Have a Plan for Your Backend Sales

by Tiffany Dow

Every good marketer knows how important it is to increase the lifetime value of the customer. It’s much cheaper to make a sale to a previous customer than it is to get a new one onboard. The cost of acquiring new customers can be high, but getting more money out of existing customers won’t cost you a penny.

Building a backend to your business isn’t hard but without one, you’re limiting your financial potential. A backend is how you continue selling to an existing customer. Let’s say you sell an eBook on how to make money blogging.

Your eBook could discuss what a blog is, how to set one up, and how to make money from it. Your backend sales could come from affiliate items (if you don’t feel like taking the product creation route again) or a new eBook, membership site, or video/audio package you sell.

Whenever you first start selling online, always think of complementary topics you can tack on as a backend. For our example, your backend sales could be about social networking on other web 2.0 sites like Squidoo, MySpace, or bookmarking sites.

After they’ve begun seeing success, your backend sales could focus on more paid methods of marketing, such as AdWords. You progress your offers with your audience like stepping stones, moving from the first logical starting point to a more advanced stage.

Plop your offers right into your autoresponder system and it’ll automatically cater to the needs of your subscribers the longer they stay on your list. Another common way to add a backend onto a product is to offer personal coaching.
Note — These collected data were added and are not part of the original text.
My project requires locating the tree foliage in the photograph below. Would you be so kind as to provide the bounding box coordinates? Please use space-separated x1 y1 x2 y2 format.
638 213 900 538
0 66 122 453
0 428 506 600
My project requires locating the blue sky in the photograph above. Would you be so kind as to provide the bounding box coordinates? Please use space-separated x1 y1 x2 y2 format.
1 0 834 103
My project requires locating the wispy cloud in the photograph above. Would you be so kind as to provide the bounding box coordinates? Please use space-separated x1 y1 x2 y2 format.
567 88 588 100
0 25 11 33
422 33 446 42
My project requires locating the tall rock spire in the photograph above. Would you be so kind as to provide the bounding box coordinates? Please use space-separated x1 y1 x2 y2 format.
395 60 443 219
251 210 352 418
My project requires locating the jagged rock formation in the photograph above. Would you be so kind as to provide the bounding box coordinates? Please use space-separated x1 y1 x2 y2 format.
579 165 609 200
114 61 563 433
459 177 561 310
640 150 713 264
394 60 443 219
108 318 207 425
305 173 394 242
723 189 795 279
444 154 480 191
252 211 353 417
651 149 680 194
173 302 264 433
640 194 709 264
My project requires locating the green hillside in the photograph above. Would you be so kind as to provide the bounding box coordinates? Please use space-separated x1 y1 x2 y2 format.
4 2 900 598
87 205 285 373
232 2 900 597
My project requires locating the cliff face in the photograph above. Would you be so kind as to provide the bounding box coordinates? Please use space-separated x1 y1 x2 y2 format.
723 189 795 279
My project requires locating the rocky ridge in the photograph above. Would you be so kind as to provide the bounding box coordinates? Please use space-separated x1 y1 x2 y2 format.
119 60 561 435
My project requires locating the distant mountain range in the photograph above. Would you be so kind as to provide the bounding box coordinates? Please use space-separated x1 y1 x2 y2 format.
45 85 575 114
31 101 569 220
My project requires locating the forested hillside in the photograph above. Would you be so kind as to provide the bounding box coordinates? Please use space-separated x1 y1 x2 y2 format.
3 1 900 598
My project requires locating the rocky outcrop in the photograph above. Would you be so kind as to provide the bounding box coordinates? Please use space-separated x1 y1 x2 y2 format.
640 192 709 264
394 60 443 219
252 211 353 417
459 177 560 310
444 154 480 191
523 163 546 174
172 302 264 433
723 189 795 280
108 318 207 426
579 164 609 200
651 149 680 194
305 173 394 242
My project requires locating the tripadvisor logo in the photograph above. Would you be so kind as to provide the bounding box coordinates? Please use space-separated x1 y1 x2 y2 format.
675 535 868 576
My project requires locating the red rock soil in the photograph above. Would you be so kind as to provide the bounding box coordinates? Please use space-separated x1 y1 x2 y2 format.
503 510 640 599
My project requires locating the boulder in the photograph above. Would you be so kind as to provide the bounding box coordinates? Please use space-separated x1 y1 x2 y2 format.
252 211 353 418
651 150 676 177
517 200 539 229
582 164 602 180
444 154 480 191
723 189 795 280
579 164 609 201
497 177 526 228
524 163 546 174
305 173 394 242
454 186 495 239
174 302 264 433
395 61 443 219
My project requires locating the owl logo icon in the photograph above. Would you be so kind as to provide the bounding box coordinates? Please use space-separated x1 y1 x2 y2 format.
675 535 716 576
Personal coaching can be expensive, sometimes costing thousands of dollars per month. A lot of marketers offer this as a backend strategy, giving them the potential to significantly increase the return on their investment (ROI) of acquiring the prospect.

If you take care to create backend offers that add value to their needs and which are of top quality, they’ll continue buying from you. If you promote anything and everything just for the sake of cashing in, they’ll lose trust in you.

Your backend sales strategy isn’t all done just through your autoresponders. You can put links to backend products on your “thank you” pages. And don’t forget that each product can act as a backend item for another one. So you might start with an eBook about MySpace and then use a blogging eBook as your backend item for the customer.

Just make sure you don’t set yourself up for limited profits by using a single product without implementing a backend strategy that will work to increase your ROI over and over again. You’re building a business, not dabbling in a few hit or miss sales.